For months, the world’s financial markets have been sanguine– complacent, even–about the risk of the U.K. voting to leave the European Union. Not any more.
European stocks are sliding sharply for the fourth day in a row, and the pound sterling is at a two-month low against the dollar, having now lost 3% in less than a week. U.S. stock futures are also feeling the chill, with the S&P500 contract indicated to open down 0.3% and Nasdaq futures indicated 0.4% lower.
Meanwhile government bond yields, a reliable barometer of market fear, are falling to record low levels as investors engage in a panicked hunt for risk-free assets. In Tuesday morning trading in Europe, the yield on the 10-year German government bond, or Bund, Europe’s answer to the benchmark Treasury bond, fell below zero for the first time ever.
Theoretically, that means that investors are willing to pay Berlin for the privilege of lending to it for 10 years. In practice, it just reflects that many investors are accepting the likelihood of small losses if that means they can insulate themselves from bigger ones in the aftermath of the June 23 vote.
Over the last 24 hours, four separate polls put the “Leave” campaign in the lead, including telephone polls that have generally shown a comfortable lead for the “Remain” camp. Rupert Murdoch’s mass-circulation daily The Sun also came out in favor of Brexit Monday. While it may not have the power to swing national votes the way it did before the Internet age, the paper has a knack of sensing which way the wind is blowing that will worry Prime Minister David Cameron and the rest of the Remain camp.

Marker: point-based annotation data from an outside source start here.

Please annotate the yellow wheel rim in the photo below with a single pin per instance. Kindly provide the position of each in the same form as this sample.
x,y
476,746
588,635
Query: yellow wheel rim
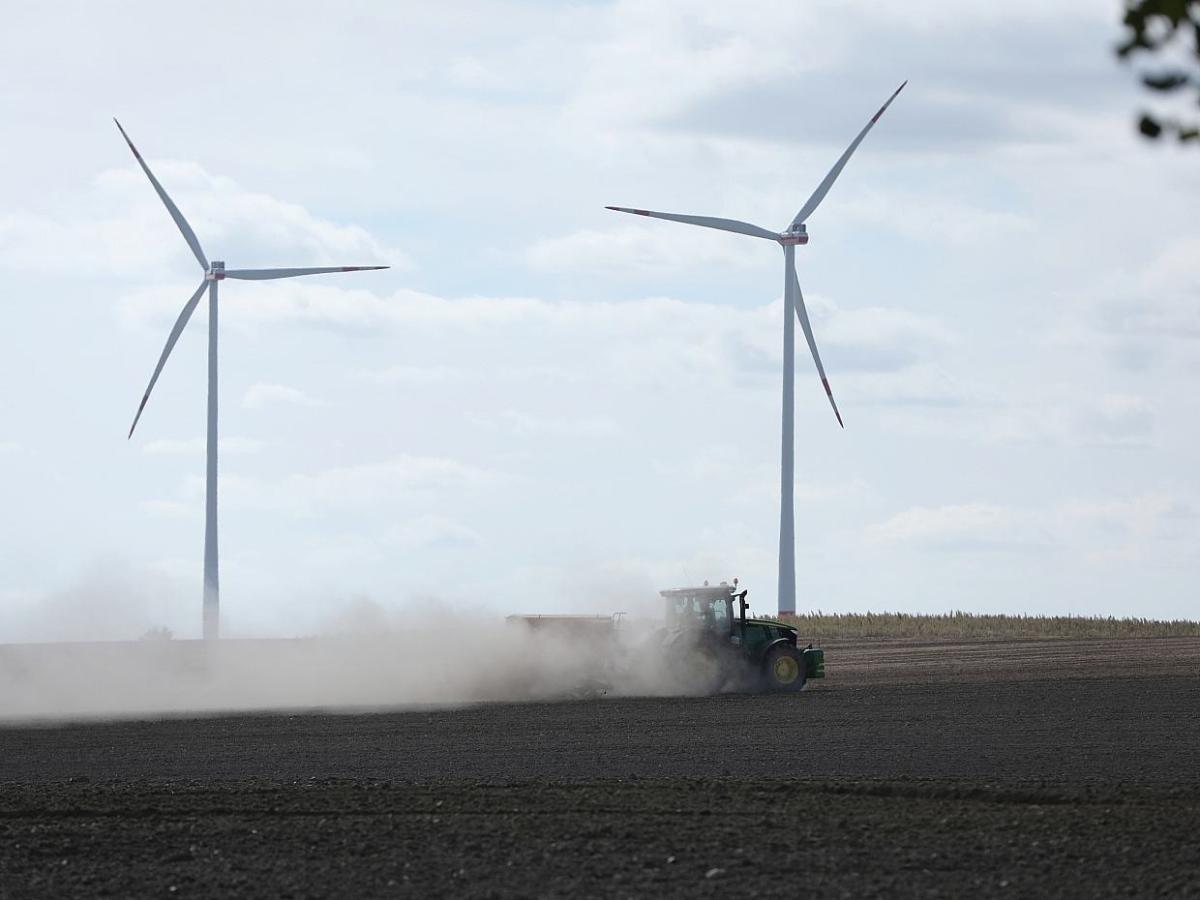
x,y
786,670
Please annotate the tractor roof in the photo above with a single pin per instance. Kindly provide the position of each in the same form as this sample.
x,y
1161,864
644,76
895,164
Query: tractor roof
x,y
708,592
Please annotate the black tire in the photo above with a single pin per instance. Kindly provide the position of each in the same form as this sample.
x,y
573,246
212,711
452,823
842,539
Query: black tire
x,y
783,671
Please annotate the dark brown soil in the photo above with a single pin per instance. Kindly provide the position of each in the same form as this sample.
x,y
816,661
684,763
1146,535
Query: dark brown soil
x,y
1065,768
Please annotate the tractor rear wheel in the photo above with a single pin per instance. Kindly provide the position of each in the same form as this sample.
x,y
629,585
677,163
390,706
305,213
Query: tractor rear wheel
x,y
784,670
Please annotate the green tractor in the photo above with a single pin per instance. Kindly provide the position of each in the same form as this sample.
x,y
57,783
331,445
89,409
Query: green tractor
x,y
708,634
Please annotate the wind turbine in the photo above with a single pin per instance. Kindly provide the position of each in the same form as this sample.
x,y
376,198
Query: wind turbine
x,y
214,274
789,239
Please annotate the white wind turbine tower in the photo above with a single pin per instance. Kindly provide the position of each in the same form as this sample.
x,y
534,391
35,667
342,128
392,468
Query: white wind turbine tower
x,y
795,234
214,273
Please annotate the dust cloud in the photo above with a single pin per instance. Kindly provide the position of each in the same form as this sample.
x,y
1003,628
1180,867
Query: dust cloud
x,y
365,658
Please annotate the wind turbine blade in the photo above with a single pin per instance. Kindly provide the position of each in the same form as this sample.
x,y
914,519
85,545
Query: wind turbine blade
x,y
180,222
823,187
267,274
724,225
803,315
180,323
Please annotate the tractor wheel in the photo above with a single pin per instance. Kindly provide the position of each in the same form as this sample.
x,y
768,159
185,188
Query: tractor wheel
x,y
784,670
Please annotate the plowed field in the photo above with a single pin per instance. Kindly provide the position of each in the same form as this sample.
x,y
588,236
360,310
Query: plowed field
x,y
1038,768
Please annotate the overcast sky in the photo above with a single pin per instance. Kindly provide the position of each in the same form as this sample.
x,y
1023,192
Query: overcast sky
x,y
545,405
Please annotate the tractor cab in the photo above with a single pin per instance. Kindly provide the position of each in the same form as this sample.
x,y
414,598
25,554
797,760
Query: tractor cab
x,y
714,618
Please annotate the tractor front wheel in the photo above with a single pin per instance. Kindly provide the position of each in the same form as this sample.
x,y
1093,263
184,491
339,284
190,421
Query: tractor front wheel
x,y
784,670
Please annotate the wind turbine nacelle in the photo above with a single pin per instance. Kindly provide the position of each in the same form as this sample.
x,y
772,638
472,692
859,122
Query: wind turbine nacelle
x,y
797,235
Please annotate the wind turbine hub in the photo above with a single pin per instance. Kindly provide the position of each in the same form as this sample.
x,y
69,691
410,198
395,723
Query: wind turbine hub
x,y
793,235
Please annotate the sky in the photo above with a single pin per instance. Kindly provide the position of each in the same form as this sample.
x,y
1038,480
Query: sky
x,y
547,406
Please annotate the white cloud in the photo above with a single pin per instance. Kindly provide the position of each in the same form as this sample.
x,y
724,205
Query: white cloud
x,y
414,375
1111,529
349,486
532,426
263,395
642,247
120,227
196,447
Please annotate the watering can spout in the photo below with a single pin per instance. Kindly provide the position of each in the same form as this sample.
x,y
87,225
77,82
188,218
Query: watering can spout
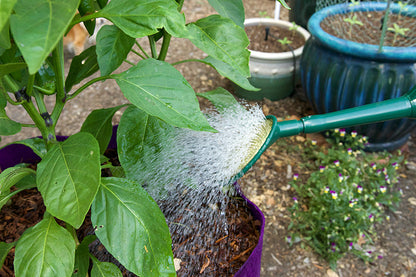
x,y
401,107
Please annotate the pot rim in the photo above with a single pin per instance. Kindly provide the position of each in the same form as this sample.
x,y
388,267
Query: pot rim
x,y
363,50
275,22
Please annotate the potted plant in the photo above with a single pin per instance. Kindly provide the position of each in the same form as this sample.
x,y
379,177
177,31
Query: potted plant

Over the last two months, everyone from IMF head Christine Lagarde and Bank of England Governor Mark Carney have warned that a vote to leave would hit financial markets, while President Barack Obama and others, supported by a stream of studies from think-tanks banks and universities, have warned about the long-term damage to the U.K.’s economy.

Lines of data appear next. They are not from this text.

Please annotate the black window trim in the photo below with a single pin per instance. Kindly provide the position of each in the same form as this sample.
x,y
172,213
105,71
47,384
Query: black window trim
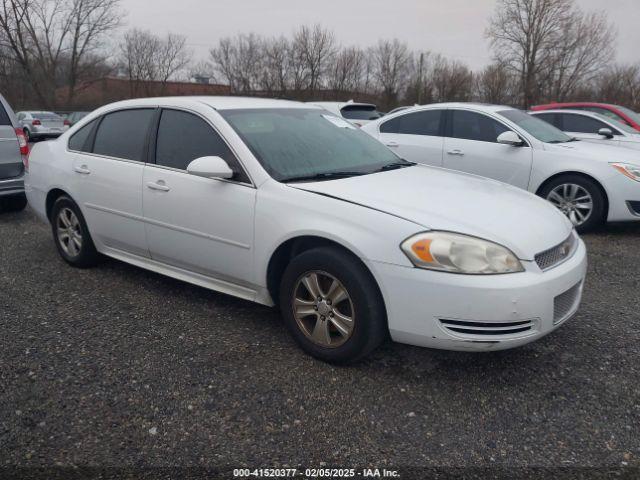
x,y
152,143
89,143
402,113
449,126
615,131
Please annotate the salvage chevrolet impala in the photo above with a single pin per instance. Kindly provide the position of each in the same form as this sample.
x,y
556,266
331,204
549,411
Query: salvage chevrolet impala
x,y
284,203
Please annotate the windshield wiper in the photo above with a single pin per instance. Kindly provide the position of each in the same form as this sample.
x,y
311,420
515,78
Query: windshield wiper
x,y
322,176
396,165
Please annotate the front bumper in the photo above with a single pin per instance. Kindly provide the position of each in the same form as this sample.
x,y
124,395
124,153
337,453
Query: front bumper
x,y
479,313
12,186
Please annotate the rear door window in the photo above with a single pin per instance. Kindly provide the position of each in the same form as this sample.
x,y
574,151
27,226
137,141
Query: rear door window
x,y
79,140
426,122
581,124
123,134
475,126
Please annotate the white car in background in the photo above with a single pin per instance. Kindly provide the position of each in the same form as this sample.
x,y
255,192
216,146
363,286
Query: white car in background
x,y
39,125
589,183
283,203
357,113
592,127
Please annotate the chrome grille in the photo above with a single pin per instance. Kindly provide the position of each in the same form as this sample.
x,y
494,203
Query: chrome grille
x,y
565,303
491,329
558,254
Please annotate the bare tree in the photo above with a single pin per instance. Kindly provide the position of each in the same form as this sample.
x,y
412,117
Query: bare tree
x,y
49,37
392,62
239,61
524,35
276,68
345,73
587,47
90,22
147,58
316,47
494,84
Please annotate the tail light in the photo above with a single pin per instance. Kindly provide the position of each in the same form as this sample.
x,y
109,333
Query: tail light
x,y
24,148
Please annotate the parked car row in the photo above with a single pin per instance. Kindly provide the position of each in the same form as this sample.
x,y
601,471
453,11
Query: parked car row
x,y
425,225
286,203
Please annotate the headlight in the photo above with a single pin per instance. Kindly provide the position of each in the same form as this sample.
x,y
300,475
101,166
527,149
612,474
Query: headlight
x,y
631,171
452,252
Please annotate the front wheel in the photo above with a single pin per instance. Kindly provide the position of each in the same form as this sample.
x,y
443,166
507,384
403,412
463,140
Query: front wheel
x,y
579,198
71,234
332,305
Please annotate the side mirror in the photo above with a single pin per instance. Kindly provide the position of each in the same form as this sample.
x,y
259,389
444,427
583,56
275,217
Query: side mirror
x,y
510,138
210,167
606,132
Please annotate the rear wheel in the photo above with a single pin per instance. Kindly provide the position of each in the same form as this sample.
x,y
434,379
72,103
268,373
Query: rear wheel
x,y
71,234
579,198
332,305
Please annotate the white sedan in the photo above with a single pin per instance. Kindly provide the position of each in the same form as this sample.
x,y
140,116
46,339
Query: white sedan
x,y
590,183
591,127
282,203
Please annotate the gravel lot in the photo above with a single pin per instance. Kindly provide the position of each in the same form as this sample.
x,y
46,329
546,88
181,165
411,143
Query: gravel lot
x,y
116,366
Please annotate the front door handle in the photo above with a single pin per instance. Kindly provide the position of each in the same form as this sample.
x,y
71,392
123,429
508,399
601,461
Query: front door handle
x,y
159,185
456,151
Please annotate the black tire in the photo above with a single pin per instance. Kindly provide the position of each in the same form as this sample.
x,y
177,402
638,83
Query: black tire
x,y
368,311
87,255
598,214
14,203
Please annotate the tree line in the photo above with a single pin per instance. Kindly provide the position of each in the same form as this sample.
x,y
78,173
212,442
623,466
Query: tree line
x,y
543,50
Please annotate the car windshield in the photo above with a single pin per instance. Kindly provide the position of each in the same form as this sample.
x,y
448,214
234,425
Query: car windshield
x,y
630,113
543,131
299,144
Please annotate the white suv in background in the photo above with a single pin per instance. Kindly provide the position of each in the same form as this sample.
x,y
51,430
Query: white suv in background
x,y
357,113
592,127
589,183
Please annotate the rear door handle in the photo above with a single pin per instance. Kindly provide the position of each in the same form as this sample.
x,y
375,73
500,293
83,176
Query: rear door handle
x,y
160,185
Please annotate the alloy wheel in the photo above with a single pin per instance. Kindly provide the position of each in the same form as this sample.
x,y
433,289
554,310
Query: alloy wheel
x,y
69,232
323,309
573,200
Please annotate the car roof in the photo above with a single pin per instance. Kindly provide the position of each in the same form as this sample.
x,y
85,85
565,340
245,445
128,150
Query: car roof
x,y
341,105
217,103
476,106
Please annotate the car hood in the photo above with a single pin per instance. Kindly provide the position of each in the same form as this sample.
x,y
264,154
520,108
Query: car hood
x,y
596,151
440,199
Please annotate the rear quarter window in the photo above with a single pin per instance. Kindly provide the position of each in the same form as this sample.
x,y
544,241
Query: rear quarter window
x,y
79,140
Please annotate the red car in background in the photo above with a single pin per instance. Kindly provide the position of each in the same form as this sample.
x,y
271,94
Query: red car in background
x,y
621,114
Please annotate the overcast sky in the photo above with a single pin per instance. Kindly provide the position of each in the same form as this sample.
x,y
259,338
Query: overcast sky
x,y
454,28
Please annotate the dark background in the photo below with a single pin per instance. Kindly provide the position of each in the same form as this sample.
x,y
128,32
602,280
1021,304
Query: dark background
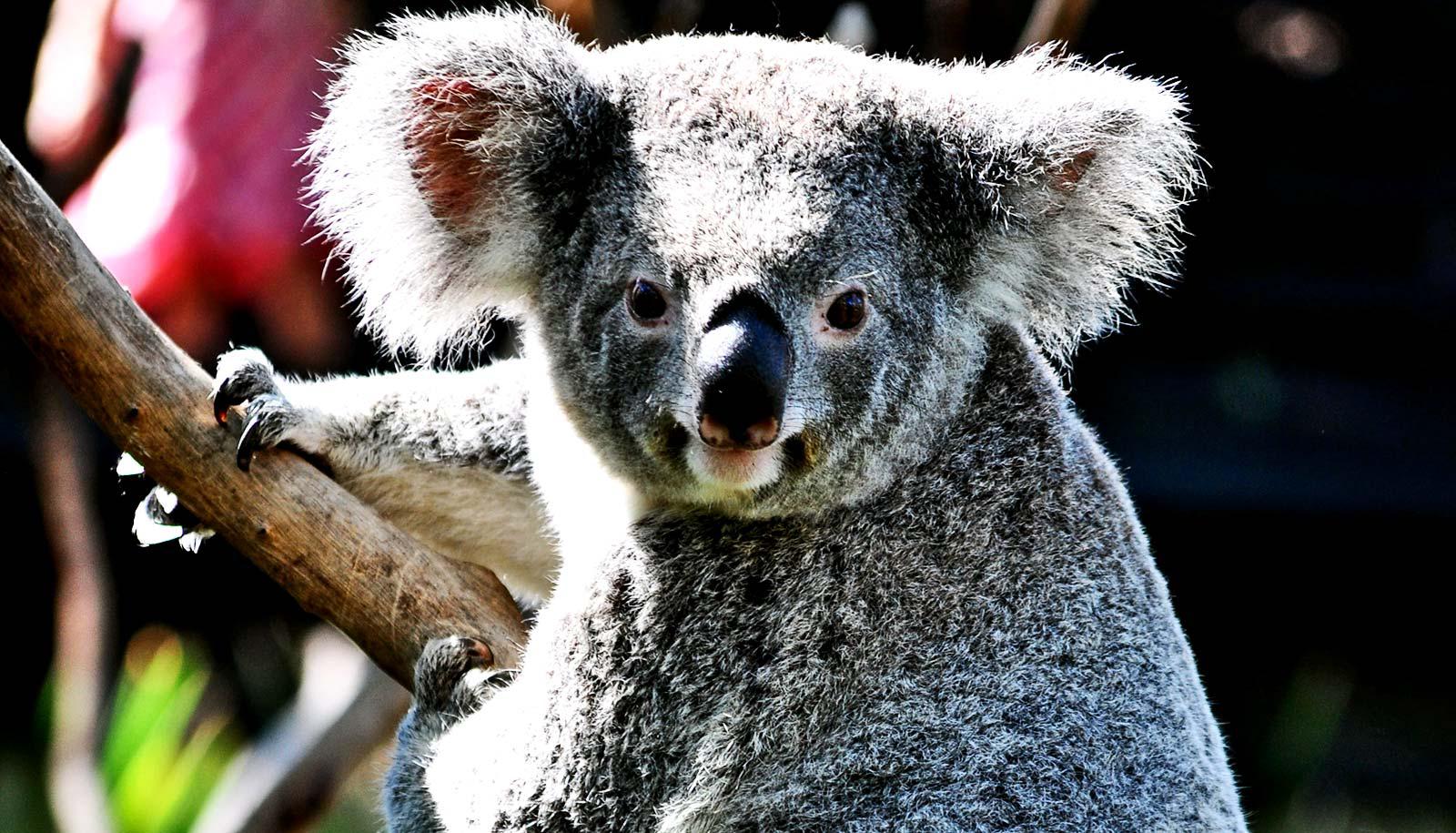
x,y
1281,414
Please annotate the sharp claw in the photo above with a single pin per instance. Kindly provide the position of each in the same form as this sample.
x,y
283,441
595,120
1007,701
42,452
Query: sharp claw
x,y
247,444
220,403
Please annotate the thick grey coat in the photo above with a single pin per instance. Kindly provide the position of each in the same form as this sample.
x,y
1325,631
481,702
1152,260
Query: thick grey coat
x,y
929,604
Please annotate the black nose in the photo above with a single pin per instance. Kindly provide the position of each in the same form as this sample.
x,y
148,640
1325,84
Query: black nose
x,y
743,366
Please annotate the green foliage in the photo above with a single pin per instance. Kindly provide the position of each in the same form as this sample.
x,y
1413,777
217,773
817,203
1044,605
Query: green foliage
x,y
162,759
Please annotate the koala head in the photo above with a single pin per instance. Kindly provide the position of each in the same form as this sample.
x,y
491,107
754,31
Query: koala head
x,y
757,272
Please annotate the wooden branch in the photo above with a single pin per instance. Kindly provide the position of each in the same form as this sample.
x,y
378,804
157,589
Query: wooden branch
x,y
331,553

More worryingly, markets are now starting to price in the impact of a Leave vote on the rest of the European Union.
“A Leave vote could still have a very large impact,” the Institute for International Finance’s managing director Hung Tran said in a note Monday. He argued that it would lead to a long period of uncertainty in which “Europe would be increasingly inward-looking, consumed with divisive debates about its future against the backdrop of an anti-immigration and anti-free trade backlash.”
Such developments, Tran said, would likely push the E.U. into a vicious circle.
” The risk is quite high that the quality of policymaking would be poor, keeping the current sluggish growth trend in place for some time, thus alienating even more citizens.”